# Router motor for Gerber sabre 408



## Zig Zag (Jan 27, 2012)

I want to buy a new router motor (7hp high frequency spindle). 
Please can you help me in finding a supplier?
My usual agent is asking for $7950 for a new one and I find it very expensive.
Thank you.


----------



## jw2170 (Jan 24, 2008)

G'day 

Welcome to the router forum.

Thank you for joining us.

Are we talking about a router, shaper or CNC machine?

7 hp and $7950 seems a hell of a lot for a router?

PS just found it on the web.... looks like a great CNC machine. I would hate to ask how much a full machine costs.

BTW. What voltage are you on in Mauritius? Would that motor require 3 phase power?


----------



## wbh1963 (Oct 11, 2011)

Hi ZigZag,

Welcome to the Router Forums. The machine you need parts for is certainly an expensive one.

Considering how expensive a complete motor is, you might want to make sure that it isn't just the brushes or some other simple to repair problem. 

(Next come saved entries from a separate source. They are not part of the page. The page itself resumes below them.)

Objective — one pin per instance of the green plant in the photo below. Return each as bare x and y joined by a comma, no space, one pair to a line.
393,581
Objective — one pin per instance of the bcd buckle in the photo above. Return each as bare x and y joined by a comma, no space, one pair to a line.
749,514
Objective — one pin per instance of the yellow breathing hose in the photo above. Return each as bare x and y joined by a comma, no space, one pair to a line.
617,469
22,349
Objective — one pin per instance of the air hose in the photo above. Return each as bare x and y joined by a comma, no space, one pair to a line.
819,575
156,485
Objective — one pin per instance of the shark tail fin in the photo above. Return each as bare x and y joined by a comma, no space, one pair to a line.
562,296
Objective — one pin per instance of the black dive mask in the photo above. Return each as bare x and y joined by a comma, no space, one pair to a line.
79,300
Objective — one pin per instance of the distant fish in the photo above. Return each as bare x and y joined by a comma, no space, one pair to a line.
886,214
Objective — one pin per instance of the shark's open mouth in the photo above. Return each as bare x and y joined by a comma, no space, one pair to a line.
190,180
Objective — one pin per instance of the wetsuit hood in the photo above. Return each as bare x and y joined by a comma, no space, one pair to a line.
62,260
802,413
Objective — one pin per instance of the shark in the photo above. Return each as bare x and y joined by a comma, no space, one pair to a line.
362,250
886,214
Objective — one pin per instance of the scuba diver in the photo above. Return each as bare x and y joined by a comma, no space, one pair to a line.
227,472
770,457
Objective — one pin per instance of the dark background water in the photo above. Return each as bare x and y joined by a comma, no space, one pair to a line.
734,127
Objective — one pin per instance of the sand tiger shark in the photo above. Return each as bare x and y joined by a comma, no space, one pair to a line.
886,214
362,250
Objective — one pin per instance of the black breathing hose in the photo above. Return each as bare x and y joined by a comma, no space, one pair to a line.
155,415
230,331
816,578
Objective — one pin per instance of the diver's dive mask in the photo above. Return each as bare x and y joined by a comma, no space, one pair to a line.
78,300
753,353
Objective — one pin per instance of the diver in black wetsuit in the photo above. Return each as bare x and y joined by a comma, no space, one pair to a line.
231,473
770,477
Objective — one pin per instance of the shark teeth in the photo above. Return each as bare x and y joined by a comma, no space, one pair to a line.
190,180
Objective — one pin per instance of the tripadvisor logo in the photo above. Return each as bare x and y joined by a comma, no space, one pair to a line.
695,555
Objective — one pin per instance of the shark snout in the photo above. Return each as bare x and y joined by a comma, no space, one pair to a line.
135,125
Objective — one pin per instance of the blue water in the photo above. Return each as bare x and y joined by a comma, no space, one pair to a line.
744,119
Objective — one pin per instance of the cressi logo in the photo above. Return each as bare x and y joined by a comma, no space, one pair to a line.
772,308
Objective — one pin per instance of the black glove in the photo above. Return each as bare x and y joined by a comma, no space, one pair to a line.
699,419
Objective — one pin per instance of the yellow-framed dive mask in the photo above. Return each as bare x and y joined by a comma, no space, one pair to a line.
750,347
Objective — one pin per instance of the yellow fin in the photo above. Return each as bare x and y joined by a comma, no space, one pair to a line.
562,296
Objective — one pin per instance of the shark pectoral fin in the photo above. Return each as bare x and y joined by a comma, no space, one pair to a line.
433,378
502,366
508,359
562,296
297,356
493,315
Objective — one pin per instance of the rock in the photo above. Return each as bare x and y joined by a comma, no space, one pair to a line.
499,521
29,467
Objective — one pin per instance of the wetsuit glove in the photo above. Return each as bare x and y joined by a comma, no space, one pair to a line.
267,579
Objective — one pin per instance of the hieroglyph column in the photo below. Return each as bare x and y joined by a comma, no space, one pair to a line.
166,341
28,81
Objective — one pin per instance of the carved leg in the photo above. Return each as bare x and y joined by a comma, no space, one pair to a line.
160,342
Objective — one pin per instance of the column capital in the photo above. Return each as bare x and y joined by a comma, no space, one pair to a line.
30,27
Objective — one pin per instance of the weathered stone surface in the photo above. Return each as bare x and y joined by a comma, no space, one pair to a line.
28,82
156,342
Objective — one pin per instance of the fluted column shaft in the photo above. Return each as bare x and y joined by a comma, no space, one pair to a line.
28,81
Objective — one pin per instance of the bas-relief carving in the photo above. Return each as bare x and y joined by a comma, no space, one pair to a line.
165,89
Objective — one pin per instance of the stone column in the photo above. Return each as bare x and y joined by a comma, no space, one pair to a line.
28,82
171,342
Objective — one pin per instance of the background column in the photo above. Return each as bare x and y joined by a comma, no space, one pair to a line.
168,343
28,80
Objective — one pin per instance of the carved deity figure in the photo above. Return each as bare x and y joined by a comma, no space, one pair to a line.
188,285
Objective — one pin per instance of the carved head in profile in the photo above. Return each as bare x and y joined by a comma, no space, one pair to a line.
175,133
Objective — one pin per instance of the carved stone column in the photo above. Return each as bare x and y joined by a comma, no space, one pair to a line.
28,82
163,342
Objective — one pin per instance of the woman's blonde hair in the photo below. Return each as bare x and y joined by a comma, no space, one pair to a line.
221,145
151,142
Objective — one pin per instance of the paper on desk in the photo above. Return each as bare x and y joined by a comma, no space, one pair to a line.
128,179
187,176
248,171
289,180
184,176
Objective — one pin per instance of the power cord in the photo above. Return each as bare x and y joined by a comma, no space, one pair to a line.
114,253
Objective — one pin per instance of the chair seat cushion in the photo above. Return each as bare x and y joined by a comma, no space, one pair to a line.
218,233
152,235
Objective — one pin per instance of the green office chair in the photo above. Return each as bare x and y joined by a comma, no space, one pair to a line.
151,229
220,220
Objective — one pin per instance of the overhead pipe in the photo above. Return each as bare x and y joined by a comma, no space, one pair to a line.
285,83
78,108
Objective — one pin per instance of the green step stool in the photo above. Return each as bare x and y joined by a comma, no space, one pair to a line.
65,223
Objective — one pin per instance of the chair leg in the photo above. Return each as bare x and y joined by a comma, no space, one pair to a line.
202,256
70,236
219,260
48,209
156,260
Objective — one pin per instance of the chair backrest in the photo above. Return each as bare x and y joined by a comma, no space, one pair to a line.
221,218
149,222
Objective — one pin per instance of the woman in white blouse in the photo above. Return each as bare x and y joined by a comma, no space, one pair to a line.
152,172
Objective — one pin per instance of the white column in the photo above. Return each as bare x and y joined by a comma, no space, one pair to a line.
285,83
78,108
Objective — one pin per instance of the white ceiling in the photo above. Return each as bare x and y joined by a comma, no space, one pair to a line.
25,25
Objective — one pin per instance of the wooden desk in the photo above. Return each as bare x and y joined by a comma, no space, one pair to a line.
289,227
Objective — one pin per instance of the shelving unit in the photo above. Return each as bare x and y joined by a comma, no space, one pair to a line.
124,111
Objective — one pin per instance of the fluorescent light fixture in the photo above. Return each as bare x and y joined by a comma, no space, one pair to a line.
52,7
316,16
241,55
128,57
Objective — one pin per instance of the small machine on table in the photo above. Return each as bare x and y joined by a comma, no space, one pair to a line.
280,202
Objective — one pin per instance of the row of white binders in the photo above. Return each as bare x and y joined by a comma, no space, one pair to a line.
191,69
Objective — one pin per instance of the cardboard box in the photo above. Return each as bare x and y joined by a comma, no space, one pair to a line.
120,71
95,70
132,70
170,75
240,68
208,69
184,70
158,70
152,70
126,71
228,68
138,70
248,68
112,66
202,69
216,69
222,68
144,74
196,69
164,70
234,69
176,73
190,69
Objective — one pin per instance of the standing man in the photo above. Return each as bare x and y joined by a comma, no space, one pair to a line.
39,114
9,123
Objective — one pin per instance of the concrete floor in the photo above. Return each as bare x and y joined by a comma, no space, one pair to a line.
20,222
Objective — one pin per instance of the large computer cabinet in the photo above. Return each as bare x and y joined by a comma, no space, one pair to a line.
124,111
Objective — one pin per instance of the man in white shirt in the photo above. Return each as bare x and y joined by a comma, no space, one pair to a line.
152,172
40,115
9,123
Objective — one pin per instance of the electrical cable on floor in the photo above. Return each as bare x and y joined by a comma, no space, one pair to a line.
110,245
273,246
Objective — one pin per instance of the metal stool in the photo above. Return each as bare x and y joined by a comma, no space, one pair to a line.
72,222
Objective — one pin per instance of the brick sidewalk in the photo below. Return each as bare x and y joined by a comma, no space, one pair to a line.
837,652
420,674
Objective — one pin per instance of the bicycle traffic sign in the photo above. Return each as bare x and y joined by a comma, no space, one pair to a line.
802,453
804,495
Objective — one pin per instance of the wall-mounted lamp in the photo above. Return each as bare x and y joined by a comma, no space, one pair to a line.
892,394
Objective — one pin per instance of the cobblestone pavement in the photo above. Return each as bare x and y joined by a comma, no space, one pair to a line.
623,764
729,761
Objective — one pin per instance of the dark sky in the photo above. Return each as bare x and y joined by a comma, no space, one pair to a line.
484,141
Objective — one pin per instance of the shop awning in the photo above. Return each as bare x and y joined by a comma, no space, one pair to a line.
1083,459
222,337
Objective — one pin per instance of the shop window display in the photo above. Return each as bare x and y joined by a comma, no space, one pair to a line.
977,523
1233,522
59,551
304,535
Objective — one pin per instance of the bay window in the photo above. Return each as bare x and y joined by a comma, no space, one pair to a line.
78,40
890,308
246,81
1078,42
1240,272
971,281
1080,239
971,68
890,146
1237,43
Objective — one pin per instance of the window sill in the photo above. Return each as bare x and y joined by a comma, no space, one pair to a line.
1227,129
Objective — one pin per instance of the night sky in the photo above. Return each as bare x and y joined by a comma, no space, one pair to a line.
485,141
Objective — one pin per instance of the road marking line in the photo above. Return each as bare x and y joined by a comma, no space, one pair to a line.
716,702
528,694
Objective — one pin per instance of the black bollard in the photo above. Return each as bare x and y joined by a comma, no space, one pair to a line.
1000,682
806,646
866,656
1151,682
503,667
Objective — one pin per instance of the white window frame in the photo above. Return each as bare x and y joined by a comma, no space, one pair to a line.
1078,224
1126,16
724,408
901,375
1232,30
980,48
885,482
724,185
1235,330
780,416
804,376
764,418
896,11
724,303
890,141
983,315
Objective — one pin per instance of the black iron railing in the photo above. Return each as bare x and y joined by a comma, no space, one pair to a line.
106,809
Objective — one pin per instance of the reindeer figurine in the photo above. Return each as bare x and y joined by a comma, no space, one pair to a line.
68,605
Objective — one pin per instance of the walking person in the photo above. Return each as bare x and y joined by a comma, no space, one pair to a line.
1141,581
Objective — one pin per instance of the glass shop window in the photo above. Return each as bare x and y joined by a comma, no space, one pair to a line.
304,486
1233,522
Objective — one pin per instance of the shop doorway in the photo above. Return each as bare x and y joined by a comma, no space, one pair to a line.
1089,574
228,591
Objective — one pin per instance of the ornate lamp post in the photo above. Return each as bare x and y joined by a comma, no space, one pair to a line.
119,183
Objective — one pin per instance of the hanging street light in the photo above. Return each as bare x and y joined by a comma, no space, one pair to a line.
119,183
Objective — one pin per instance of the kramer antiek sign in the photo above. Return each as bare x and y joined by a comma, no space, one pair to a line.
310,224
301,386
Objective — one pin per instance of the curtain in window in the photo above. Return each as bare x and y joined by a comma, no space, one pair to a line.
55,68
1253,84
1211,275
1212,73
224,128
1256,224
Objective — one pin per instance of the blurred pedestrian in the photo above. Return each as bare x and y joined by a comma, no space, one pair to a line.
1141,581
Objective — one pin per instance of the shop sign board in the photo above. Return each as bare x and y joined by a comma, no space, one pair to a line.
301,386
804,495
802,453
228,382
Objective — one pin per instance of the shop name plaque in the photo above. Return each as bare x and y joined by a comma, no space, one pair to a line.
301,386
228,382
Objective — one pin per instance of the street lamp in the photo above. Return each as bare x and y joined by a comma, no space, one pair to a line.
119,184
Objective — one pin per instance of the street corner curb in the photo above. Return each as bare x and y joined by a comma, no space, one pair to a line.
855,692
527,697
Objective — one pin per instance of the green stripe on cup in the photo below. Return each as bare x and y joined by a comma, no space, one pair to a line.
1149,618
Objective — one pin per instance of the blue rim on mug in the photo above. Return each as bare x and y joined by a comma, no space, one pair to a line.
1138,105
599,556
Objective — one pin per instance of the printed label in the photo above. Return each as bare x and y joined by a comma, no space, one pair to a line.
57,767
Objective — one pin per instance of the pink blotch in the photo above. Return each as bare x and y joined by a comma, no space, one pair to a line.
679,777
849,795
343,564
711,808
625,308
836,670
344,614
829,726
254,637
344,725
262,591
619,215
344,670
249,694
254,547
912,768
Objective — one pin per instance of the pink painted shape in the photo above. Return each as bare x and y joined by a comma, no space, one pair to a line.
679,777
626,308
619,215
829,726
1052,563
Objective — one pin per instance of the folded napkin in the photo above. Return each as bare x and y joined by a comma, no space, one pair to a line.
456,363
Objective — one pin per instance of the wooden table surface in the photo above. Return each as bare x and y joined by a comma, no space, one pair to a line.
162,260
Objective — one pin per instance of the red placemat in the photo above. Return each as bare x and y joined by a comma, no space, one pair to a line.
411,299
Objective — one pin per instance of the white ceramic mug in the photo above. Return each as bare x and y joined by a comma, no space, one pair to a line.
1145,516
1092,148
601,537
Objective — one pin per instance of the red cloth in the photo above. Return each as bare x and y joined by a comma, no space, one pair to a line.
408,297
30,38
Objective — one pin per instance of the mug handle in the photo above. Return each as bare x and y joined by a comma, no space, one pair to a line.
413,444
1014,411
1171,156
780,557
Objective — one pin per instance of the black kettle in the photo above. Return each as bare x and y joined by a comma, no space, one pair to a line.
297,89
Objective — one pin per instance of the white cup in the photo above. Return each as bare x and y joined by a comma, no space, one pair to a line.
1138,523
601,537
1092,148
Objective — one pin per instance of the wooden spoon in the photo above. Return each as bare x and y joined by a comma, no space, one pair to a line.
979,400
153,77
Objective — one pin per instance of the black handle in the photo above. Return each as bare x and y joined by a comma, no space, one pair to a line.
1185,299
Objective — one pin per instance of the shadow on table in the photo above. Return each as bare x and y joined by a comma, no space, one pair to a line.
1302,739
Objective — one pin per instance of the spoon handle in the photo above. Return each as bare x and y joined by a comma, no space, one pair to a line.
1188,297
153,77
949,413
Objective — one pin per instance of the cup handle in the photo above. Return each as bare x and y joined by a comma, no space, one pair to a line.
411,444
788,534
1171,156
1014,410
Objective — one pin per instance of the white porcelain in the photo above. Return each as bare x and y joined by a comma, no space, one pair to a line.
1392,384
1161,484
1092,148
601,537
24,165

Sometimes when a motor fails it is because of an fault in the 'windings'. Most of the time when it is a winding problem, replacement is the best option. Other times the failure is because of 'simpler' parts, such as the brushes, that can be replaced.



jw2170 said:


> G'day
> 
> Are we talking about a router, shaper or CNC machine?
> 
> 7 hp and $7950 seems a hell of a lot for a router?


The Gerber's seem to be CNC based high end tables, and the manufacturer's website calls them routers.....but darn spendy ones it would seem.


----------



## waho6o9 (Apr 4, 2010)

Need Help! Grateful for advice about used Gerber Sabre 408 - CNCzone.com-The Largest Machinist Community on the net!

Maybe these fine folks will steer you in a more cost effective direction.


----------



## Zig Zag (Jan 27, 2012)

Hi James,

My first name is Jean-Jacques. I am the managing director of a small sign making company in Mauritius called Zig Zag Ltd.

I am very grateful you answered, thank you.

Like you said, it is a lot of money for that type of motor. My agent sold it to me 5 years ago at half that price of $7,950= $ 3,975.
I believe this type of motor can run for +/- 5 years before getting into trouble. It runs at 20,000 to 24,000 rpm.

The price for a new cnc machine of that type today will be around $ 85,000. I bought it 11 years ago at $55,000.

If you know some suppliers (agents for Gerber equipment) in Australia who could supply me at a more reasonable price, please feel free to help. May be it is the price today ?!? I don't know. I feel it strange that the price has double in 5 years!
I just want to have a price comparison with another supplier of the same motor.

Our voltage here is 240 V. and this machine require 3 phase power.

Many thanks James.

Regards,

Jean-Jacques.


----------



## Zig Zag (Jan 27, 2012)

Thanks a lot for your help.


----------



## ctwells (May 31, 2014)

Zig Zag said:


> I want to buy a new router motor (7hp high frequency spindle).
> Please can you help me in finding a supplier?
> My usual agent is asking for $7950 for a new one and I find it very expensive.
> Thank you.


Are you still looking? I have a full machine for sale.
It has been decommissioned but last time it was used it was still working.
I am in Australia


----------



## jw2170 (Jan 24, 2008)

Zig Zag has not been back since Jan 2012.

You might tray and PM him or send an email. [be aware that as you both have less than 10 posts, you will not be able to respond to PMs] - ask Zig Zag to respond on the forum...


----------